Polarist does the opposite. The panel on the right is where memory lives. When Polarist notices something worth keeping — "you use TypeScript", "the deadline is Friday" — it goes there. When you look at the panel, you see exactly what the AI is working with. Not a summary of the AI's behavior. The thing itself.

There's also a small note that appears inline when a fact lands: "I'll remember that." It isn't a confirmation dialog — you didn't ask. It's a receipt. Here's what I noticed. Here's what's now part of how I'll talk to you.

This is a deliberate inversion of how AI memory usually works. The norm is opacity; Polarist's choice is that your memory is visible first, editable second. Full controls for pruning and correcting what's kept are still being built out — but the "can I see it at all" part is the part that matters, and that's already here. You can't meaningfully control what you can't see.

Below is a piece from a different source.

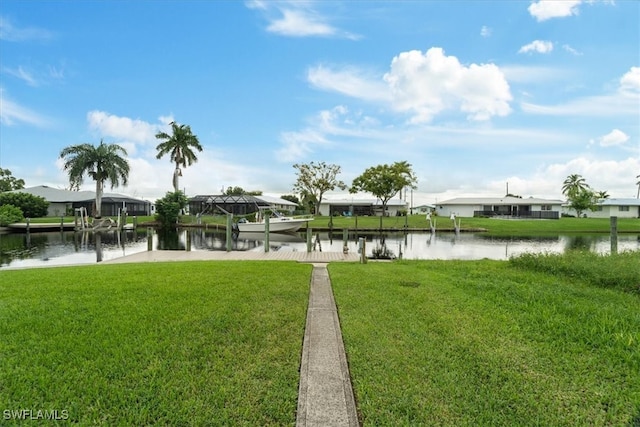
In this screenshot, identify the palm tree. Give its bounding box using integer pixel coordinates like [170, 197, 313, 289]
[562, 173, 589, 198]
[60, 140, 129, 218]
[156, 122, 202, 193]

So: the memory is on the page. Not behind a menu. Not inferred from behavior. On the page.

05

Time on the left, conversation in the middle, what's known on the right.

Open Polarist on a wide screen and you see three columns. Left: a timeline of every topic you've touched, most recent at the top. Middle: the conversation, streaming as it happens. Right: what Polarist currently knows about the topic in the middle — facts it's pulled together, open questions you haven't answered yet, threads it's watching.

Three panels isn't unusual in software. Slack has channels, messages, threads. Notion has pages, content, an AI sidebar. Claude has conversations, chat, Artifacts. What's unusual in Polarist is what sits in the right panel. In every other tool, the right panel either echoes the middle (threaded replies, AI commenting on the document) or hosts a separate workspace (Artifacts, canvases). In Polarist, the right panel holds the memory.

The mental model is: time on the left, now in the middle, structure on the right. Time answers "when did I talk about this?". Now answers "what am I saying?". Structure answers "what does the AI already know?" — and that third question is the one Polarist is built around.

On narrow screens the layout collapses: the chat fills the width, and the two side panels become overlays you pull in from their respective edges. But the positions don't change. Timeline always comes from the left. The topic map always comes from the right. The spatial mapping stays consistent across window sizes so you never have to re-learn where something is.

We could have made memory a modal, or a popover, or a settings page you visit to check what's been kept. We didn't. Memory gets an entire column, always visible on desktop, because its role in how Polarist works earns that space.